We have written a briefing outlining key whistleblowing issues connected to the new Economic Crime (Transparency and Enforcement) Bill, including standards on regulators and standards on employers when dealing with concerns raised by whistleblowers.
We have also proposed amendments to the Bill following the suggestions in our briefing around regulators, a Commissioner to Protect Whistleblowers, and an anti-SLAPP provision.
On March 3, amendments were put down for the Secretary of State to establish a Commission for the Protection of Whistleblowers. Please see the above for our briefing on the amendment which was sent to Members of Parliament ahead of the debate on Monday.
On 7 March, we sent this briefing to some members of the House of Lords with an additional explanation on the SLAPP amendments.
Protect has responded to the Ministry of Justice’s consultation with focus on questions relating to Article 10, Freedom of Expression. Protect wants to ensure that the government considers the rights of whistleblowers and those who speak out in the public interest when considering reform and strengthening of this fundamental right. Protect also contributed to the Employment Lawyers Association’s working party response.
Protect has responded to the Ministry of Justice’s emergency call for evidence on Strategic Lawsuits Against Public Participation (SLAPPs). In our own response, we have focused on the experience and risk of whistleblowers facing SLAPPs. We are also a join signatory to the Anti-SLAPP Coalition’s response.
You can find our response here.
Protect has responded to the Solicitor Regulation Authority’s consultation on health and wellbeing rule changes. The proposals by the SRA include a duty not to bully, harass or discriminate unfairly against colleagues, and for staff to challenge behaviour that does not meet this standard. We have proposed that this duty should also make it clear that negative treatment of whistleblowers or those who “challenge” conduct should not be permitted. We have also asked that the SRA put standards both internally – and on the firms that they regulate – to ensure that there are safe mechanisms in place for people to “challenge” such behaviour, i.e. raise concerns through whistleblowing.
You can find our response here.
Protect is concerned about the new National Security Bill introduced by the Home Office in May 2022.
We are particularly concerned about a possible impact on the ability of whistleblowers to raise corruption issues if, in doing so, their concern exposes a trade secret.
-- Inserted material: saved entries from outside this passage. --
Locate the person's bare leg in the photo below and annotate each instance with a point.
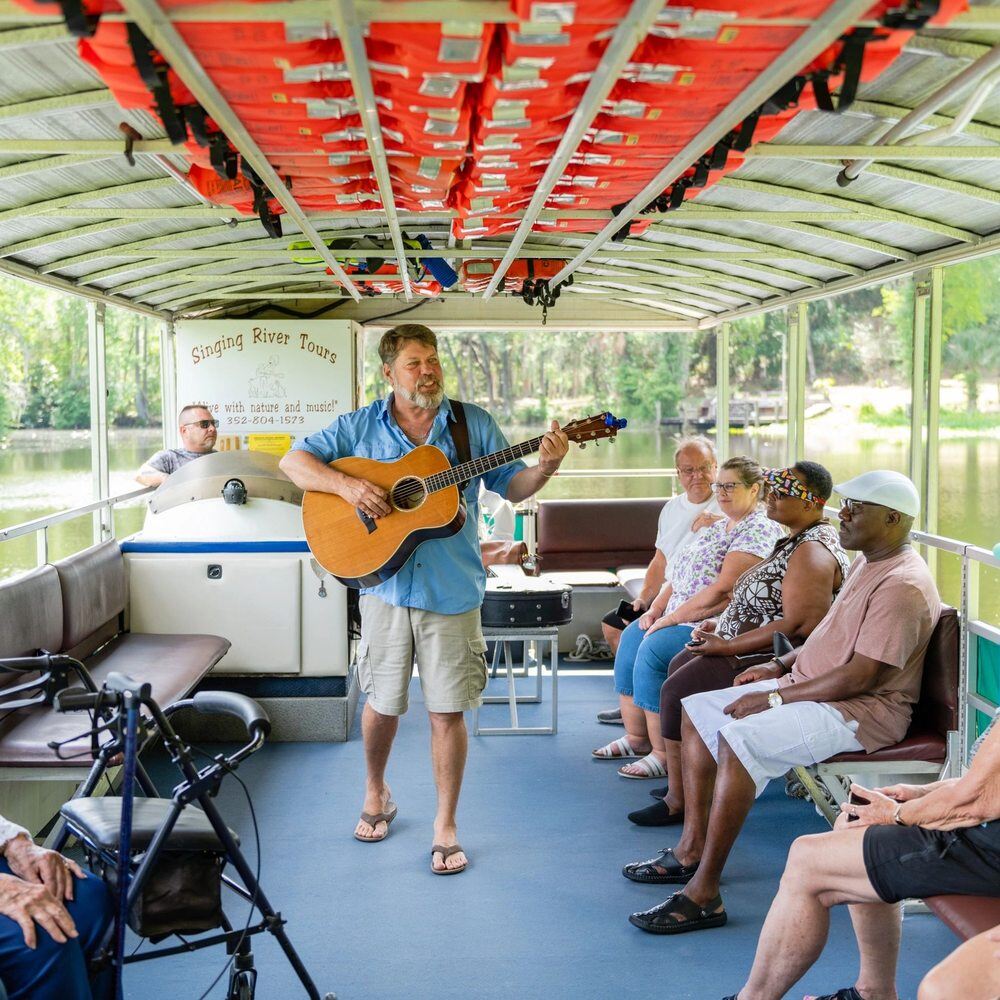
(734, 795)
(822, 871)
(878, 928)
(675, 775)
(635, 724)
(699, 770)
(971, 972)
(378, 731)
(449, 746)
(612, 636)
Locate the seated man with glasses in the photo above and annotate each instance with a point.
(198, 431)
(850, 687)
(682, 517)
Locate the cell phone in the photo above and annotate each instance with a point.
(626, 612)
(856, 800)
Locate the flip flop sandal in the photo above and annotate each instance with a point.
(673, 872)
(648, 765)
(372, 818)
(848, 993)
(658, 814)
(446, 852)
(619, 749)
(661, 919)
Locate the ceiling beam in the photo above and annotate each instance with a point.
(789, 151)
(630, 31)
(865, 211)
(825, 30)
(164, 36)
(345, 19)
(135, 187)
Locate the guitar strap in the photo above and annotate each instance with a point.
(460, 436)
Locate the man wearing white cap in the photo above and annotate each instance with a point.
(850, 687)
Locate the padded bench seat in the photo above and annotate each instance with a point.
(78, 606)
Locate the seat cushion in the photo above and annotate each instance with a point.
(967, 916)
(94, 589)
(172, 664)
(32, 616)
(920, 744)
(98, 821)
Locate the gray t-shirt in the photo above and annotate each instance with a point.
(171, 459)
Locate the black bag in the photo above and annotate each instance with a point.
(183, 894)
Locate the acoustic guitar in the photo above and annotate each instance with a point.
(423, 490)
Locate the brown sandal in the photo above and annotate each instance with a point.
(446, 852)
(372, 818)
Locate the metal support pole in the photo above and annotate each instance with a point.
(168, 384)
(918, 396)
(932, 499)
(722, 393)
(798, 332)
(99, 465)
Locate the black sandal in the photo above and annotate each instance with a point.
(673, 873)
(661, 920)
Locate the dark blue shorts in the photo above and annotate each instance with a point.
(908, 862)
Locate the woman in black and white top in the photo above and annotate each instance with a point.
(789, 592)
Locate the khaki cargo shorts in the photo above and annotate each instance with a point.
(449, 649)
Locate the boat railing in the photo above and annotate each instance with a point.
(103, 511)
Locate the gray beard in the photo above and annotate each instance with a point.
(421, 399)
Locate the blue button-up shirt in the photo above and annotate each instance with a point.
(445, 575)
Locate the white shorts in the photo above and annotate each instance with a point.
(770, 742)
(449, 650)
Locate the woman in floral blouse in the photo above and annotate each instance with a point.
(789, 592)
(700, 585)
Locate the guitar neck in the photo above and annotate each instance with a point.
(477, 466)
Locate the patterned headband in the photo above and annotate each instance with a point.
(783, 481)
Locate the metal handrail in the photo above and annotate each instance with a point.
(41, 523)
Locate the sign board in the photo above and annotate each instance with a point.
(264, 377)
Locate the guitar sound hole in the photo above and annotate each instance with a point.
(408, 493)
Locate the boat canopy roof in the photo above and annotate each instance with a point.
(679, 165)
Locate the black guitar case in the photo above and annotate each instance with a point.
(526, 602)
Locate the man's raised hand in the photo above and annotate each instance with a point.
(367, 497)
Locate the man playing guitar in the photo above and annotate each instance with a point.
(430, 608)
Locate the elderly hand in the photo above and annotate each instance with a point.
(879, 809)
(553, 449)
(367, 497)
(665, 622)
(748, 704)
(37, 864)
(763, 672)
(27, 904)
(903, 793)
(707, 644)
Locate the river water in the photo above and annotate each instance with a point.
(44, 472)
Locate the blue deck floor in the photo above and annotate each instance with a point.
(542, 910)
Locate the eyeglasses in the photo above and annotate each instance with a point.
(853, 507)
(725, 488)
(783, 483)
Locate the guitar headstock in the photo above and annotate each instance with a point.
(601, 425)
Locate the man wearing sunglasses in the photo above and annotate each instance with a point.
(198, 431)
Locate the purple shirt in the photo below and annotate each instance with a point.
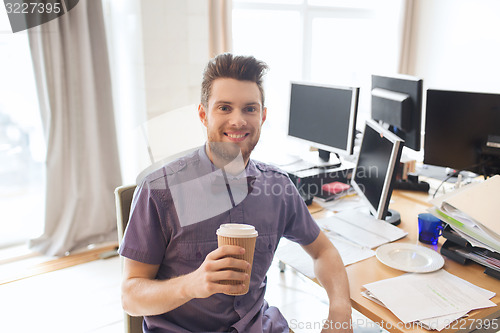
(156, 235)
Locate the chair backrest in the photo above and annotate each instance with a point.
(123, 199)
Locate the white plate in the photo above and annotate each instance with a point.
(410, 257)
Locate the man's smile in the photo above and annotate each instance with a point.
(236, 137)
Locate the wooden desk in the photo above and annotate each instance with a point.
(409, 205)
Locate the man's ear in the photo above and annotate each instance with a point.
(202, 113)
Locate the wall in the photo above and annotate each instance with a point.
(456, 44)
(175, 48)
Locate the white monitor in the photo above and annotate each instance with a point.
(375, 171)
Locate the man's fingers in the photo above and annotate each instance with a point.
(227, 263)
(226, 250)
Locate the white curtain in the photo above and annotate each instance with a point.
(405, 58)
(219, 22)
(72, 74)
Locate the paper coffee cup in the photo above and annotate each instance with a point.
(243, 235)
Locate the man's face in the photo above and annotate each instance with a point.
(234, 118)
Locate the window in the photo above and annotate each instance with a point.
(22, 144)
(336, 42)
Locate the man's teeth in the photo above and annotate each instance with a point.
(236, 136)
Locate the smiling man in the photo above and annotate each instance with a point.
(172, 267)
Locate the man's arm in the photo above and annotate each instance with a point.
(331, 273)
(143, 295)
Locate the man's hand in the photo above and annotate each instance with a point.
(218, 265)
(339, 321)
(143, 295)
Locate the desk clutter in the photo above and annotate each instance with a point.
(473, 230)
(437, 298)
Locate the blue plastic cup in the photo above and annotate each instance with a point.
(429, 228)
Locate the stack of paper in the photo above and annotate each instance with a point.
(473, 211)
(433, 300)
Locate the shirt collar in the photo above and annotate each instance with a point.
(250, 170)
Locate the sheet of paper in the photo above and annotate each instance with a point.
(480, 202)
(413, 297)
(294, 255)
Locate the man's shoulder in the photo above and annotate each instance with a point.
(265, 167)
We are also concerned that the text of the Bill is too widely drawn without any kind of public interest defence for whistleblowers (despite previous recommendations from the Law Commission). More detail is set out in our briefing here.
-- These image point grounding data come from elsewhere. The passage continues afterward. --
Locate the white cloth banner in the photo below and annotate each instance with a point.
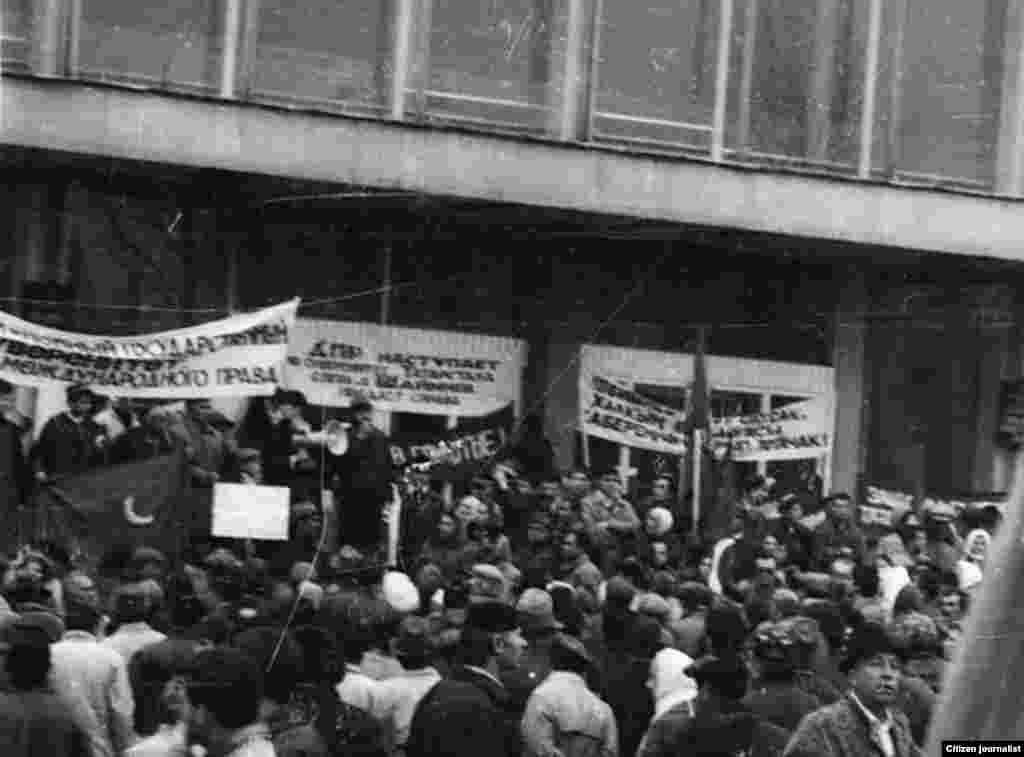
(610, 410)
(237, 355)
(403, 370)
(798, 431)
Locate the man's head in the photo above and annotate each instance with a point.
(80, 401)
(658, 554)
(225, 690)
(610, 484)
(492, 633)
(363, 413)
(791, 509)
(873, 667)
(570, 547)
(289, 404)
(577, 482)
(841, 507)
(201, 410)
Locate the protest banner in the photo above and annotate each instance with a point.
(242, 354)
(124, 505)
(459, 454)
(403, 370)
(611, 410)
(249, 511)
(797, 431)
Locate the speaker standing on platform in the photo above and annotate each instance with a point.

Protect has responded to the call for evidence from Margaret Beels, the Director of Labour Market Enforcement. We have argued that any consideration on how to improve compliance and enforcement must consider how to improve whistleblowing processes to ensure that workers are encouraged to speak up and raise their concerns.
You can read our full response here.
Protect is delighted that Kevan Jones MP and others have recently suggested an amendment to the new National Security Bill (NSB 2022) and Official Secrets Act (OSA 1989) to include a Public Interest Defence.
More detail is set out in our briefing here.
There is a clear need to reform the current whistleblowing framework, and there is much to support in the proposal to introduce an Office of the Whistleblower. However, we are concerned by the proposal at Clause 26, to repeal the current whistleblowing protection – the Public Interest Disclosure Act 1998 (PIDA). This would remove significant employment law rights for whistleblowers.